Je ne sais pas exactement ce que je dessine.
Je ne pense pas, je ne calcule pas.
Je laisse ma main gratter le papier, guidée par une douleur que je ne sais pas nommer.
Un visage sans bouche. Des chaînes. Un regard vide. Une silhouette recroquevillée dans un coin, comme moi, là, maintenant.
Je n’ose pas lever les yeux.
Mais je sens son regard sur moi.
Noah.
Il ne parle pas. Il ne me presse pas. Il attend.
Il voit ce que je ne dis pas.
Il s’approche un peu, toujours sans bruit. Puis, sa voix grave et calme glisse dans l’air :
— C’est toi, là ?
Je hoche la tête. L’ombre dans le coin, c’est moi.
Celle qui a oublié comment on crie, comment on demande de l’aide.
— Et l’autre ?
Je prends une grande inspiration. Mon cœur cogne trop fort.
Je murmure :
— Peut-être toi.
Il ne répond pas tout de suite. Et je suis soulagée.
Je ne veux pas de questions. Juste de la présence. Du silence qui ne fait pas mal.
— Tu dessines avec ta douleur, dit-il enfin.
Je hausse les épaules.
— C’est la seule chose que je peux faire. Les mots… ils sortent pas.
Il s’assoit à côté de moi, au sol, en tailleur. Pas trop près. Mais assez pour que je sente qu’il est là.

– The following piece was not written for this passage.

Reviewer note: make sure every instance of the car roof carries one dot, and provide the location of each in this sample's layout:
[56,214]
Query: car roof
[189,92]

Sa présence ne me fait pas peur.
C’est étrange.
J’ai peur de tout, de tout le monde, des ombres dans le couloir, du moindre geste brusque.
Mais pas de lui.
— Et toi ? je demande, en osant enfin le regarder. T’en fais quoi, de ta douleur ?
Il sourit, un sourire triste. Pas un sourire de joie. Un sourire cassé.
— Je la garde. Je la laisse me consumer. Parfois je crois que je suis fait pour ça.
Je baisse les yeux. Je comprends. Trop bien.
— Moi, elle me serre le cœur, la poitrine. Elle m’étouffe.
— Tu fais des crises ?
Je hoche la tête.
— Parfois, je pense que je vais mourir. J’arrive plus à respirer. Mon corps tremble. Mes mains deviennent froides. Tout tourne.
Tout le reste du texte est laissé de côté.